Ruangan pesta makin ramai, cahaya lampu gantung berkilauan indah, denting gelas bercampur tawa para tamu. Shenia, yang selalu penuh percaya diri, menarik lengan Chesna ketika melihat sepasang orang dewasa elegan melambaikan tangan dari kejauhan.
“Itu Papa Mama aku. Ayo, aku kenalin kamu,” ucap Shenia penuh semangat.
Chesna langsung panik. “Hah? Sekarang? Shen… aku… aku belum siap.” Ia merapikan gaun krem yang ia kenakan.
Shenia hanya tersenyum, menepuk tangan sahabatnya. “Santai, kamu kan tamu kehormatan aku.
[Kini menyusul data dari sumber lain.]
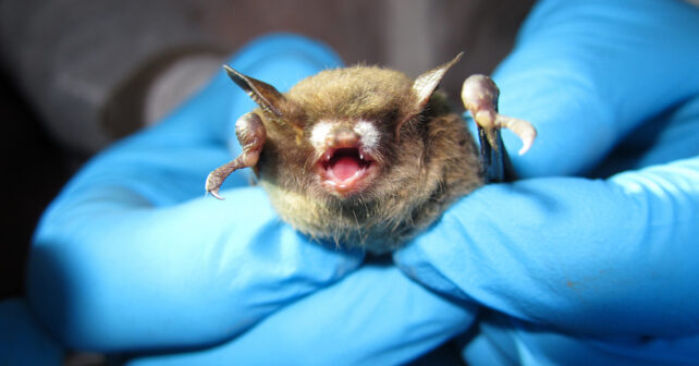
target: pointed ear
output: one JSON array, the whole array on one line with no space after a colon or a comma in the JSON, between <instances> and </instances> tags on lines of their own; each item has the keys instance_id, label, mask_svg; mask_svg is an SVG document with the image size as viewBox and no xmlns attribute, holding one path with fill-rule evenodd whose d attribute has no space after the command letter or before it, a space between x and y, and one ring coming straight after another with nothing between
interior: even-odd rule
<instances>
[{"instance_id":1,"label":"pointed ear","mask_svg":"<svg viewBox=\"0 0 699 366\"><path fill-rule=\"evenodd\" d=\"M285 102L285 98L273 86L260 82L257 78L243 75L229 65L223 65L223 69L225 69L229 77L245 90L265 112L275 117L283 115L281 107L282 103Z\"/></svg>"},{"instance_id":2,"label":"pointed ear","mask_svg":"<svg viewBox=\"0 0 699 366\"><path fill-rule=\"evenodd\" d=\"M452 61L434 68L415 80L415 83L413 83L413 94L416 97L413 106L415 113L422 111L446 71L461 60L462 56L464 56L464 52L458 53Z\"/></svg>"}]
</instances>

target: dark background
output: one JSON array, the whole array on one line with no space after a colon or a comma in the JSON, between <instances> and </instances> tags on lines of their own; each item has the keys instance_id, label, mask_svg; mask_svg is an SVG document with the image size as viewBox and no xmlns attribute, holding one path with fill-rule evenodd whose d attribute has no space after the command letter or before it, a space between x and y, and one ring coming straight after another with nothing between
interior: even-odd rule
<instances>
[{"instance_id":1,"label":"dark background","mask_svg":"<svg viewBox=\"0 0 699 366\"><path fill-rule=\"evenodd\" d=\"M347 64L410 76L466 51L442 85L455 96L467 75L490 73L507 53L532 2L0 0L0 300L23 294L41 211L91 155L145 123L128 98L183 49L200 42L224 54L258 35L294 32L327 42ZM99 138L64 137L89 131Z\"/></svg>"}]
</instances>

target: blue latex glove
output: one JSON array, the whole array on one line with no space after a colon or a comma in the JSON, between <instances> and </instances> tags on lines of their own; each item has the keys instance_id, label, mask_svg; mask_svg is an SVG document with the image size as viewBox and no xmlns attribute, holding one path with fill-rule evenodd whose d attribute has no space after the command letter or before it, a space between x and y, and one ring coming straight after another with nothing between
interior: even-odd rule
<instances>
[{"instance_id":1,"label":"blue latex glove","mask_svg":"<svg viewBox=\"0 0 699 366\"><path fill-rule=\"evenodd\" d=\"M465 197L394 255L496 310L467 361L699 359L698 35L682 1L536 5L494 75L501 111L539 132L513 157L525 179Z\"/></svg>"},{"instance_id":2,"label":"blue latex glove","mask_svg":"<svg viewBox=\"0 0 699 366\"><path fill-rule=\"evenodd\" d=\"M475 315L474 304L447 302L394 266L368 265L223 345L128 365L403 365Z\"/></svg>"},{"instance_id":3,"label":"blue latex glove","mask_svg":"<svg viewBox=\"0 0 699 366\"><path fill-rule=\"evenodd\" d=\"M63 355L24 300L0 302L0 365L60 365Z\"/></svg>"},{"instance_id":4,"label":"blue latex glove","mask_svg":"<svg viewBox=\"0 0 699 366\"><path fill-rule=\"evenodd\" d=\"M280 35L230 64L284 89L340 62ZM159 125L91 160L51 204L27 292L58 338L102 352L209 345L359 266L360 254L327 249L281 222L248 172L229 178L224 202L205 197L209 171L240 152L226 144L253 107L219 72Z\"/></svg>"}]
</instances>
Mereka pasti seneng kok kenalan sama kamu.”
Namun, langkah Chesna terasa berat. Begitu mereka tiba di hadapan pasangan itu, Shenia langsung memeluk ibunya. “Mama, Papa, kenalin deh ini Chesna. Sahabat aku yang selalu nemenin sekolah.”
Ayah Shenia tersenyum ramah sambil menjabat tangan Chesna. “Oh, jadi ini yang sering Shenia ceritakan, ya? Senang sekali bisa bertemu denganmu.”
Chesna buru-buru menjabat tangan itu dengan sopan, menundukkan kepala. “S-saya juga senang, Pak…”
Giliran ibunda Shenia, tatapannya hangat tapi penuh pengamatan. Beliau mengamati Chesna dari atas ke bawah, sorot mata lembut namun membuat Chesna merasa telanjang dibuatnya. Gaun yang ia kenakan, tas mungil yang juga milik Shenia, hingga sepatu pinjaman.
Rona merah merayapi pipi Chesna. Ia buru-buru meremas tangan di depannya, berusaha menahan rasa minder. “Halo, Tante.” sapanya, sopan.
Shenia dengan cepat menyela, menggandeng lengan Chesna. “Mama, Papa, jangan bikin Chesna gugup. Dia itu luar biasa, loh. Kalau nggak ada dia, aku mungkin udah nyerah di banyak hal.”
Kedua orangtua Shenia saling pandang, lalu tersenyum tipis. Ayah Shenia mengangguk. “Baiklah, kami senang Shenia punya teman yang begitu setia. Nikmati pestanya, ya, Nak.”
Chesna hanya bisa mengangguk kaku. Saat ia dan Shenia kembali melangkah pergi, ia berbisik dengan wajah menunduk.
“Shen, aku merasa… nggak pantas banget ada di sini. Outfit aku semua dari kamu. Mereka pasti bisa lihat itu.”
Shenia langsung menghentikan langkah, menatapnya serius lalu tersenyum lebar. “Hei, jangan mikirin itu. Kamu hadir bukan karena apa yang kamu pakai, tapi karena siapa diri kamu buat aku. Oke? Jadi, angkat dagu kamu, biar semua orang tahu kalau sahabat aku ini luar biasa.”